I promised a dispatch (Please see title) on the peculiar nature of Hope in Cancerland.
Not that hope is a simple matter back home either, in the United States of Lookin’ Good, Feelin’ Good, What’s for Dinner. The word has all sorts of meanings, and no meaning at all. Hope to see you soon; hope all is well; one would hope; hope’s the thing with feathers; Jeeze, I certainly hope not; hope springs eternal, etc., etc. (There will be more on the negative version — as in, Man, that guy is absolutely hopeless — in a future dispatch on Things Which Simply Aren’t Said in Cancerland.)
Here, though, whether on the shores of Lake Chemo or in the Radiation Archipelago, the whole business of hope is much more complicated even than that.
For starters, you need to understand that there are two unspoken rules in Cancerland, which (though they are unspoken, as I say) nonetheless have the full force of commandments. Indeed, they are in fact what you might call the Whole of the Law, in the sense that Moses brought the law down from Sinai.

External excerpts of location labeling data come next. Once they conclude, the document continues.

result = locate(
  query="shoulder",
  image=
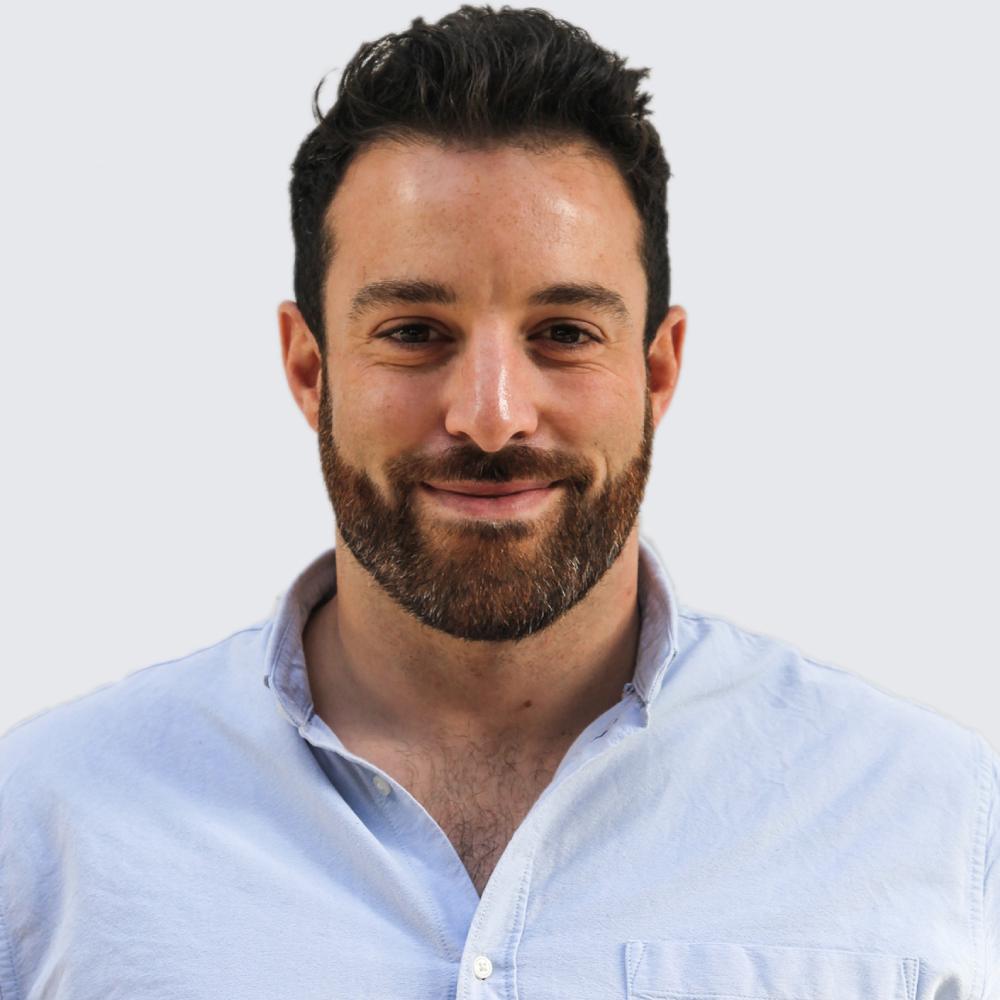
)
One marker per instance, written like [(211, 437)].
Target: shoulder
[(826, 718), (139, 716)]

These are the Commandments:
One, Thou Shalt Not Take Hope Away.
Two, Thou Shalt Not Allow False Hope.
If you don’t stop to think about these injunctions, there doesn’t seem to be much of a problem. Well, yeah, sure. We all need hope (that’s Number One) but mustn’t be allowed (Number Two) to invest ourselves in notions that really aren’t hopes at all but just wisps of wishful impossibility. So fine. Where’s the difficulty?
The difficulty, buckeroos, is in telling the two apart. For this reason, there is a very great deal of what you might call hope appraisal in Cancerland: sniffing, studying, holding up to the light with tweezers, testing with logic, liquids, flame. Is this a bona fide hope, which (because bona fide) is sacrosanct and must not be touched? Or is this a counterfeit hope, which (because counterfeit) must be stripped away instantly and the planter of which severely and summarily punished?
We Cancerlanders are forced to become astonishingly acute connoisseurs of hope. Almost without realizing it at all, and usually in a very short time, we actually do turn ourselves into amazing experts in the hope appraisal process.
We don’t call it hope appraisal, of course. For most purposes, we call it the Solicitation of Second Opinions.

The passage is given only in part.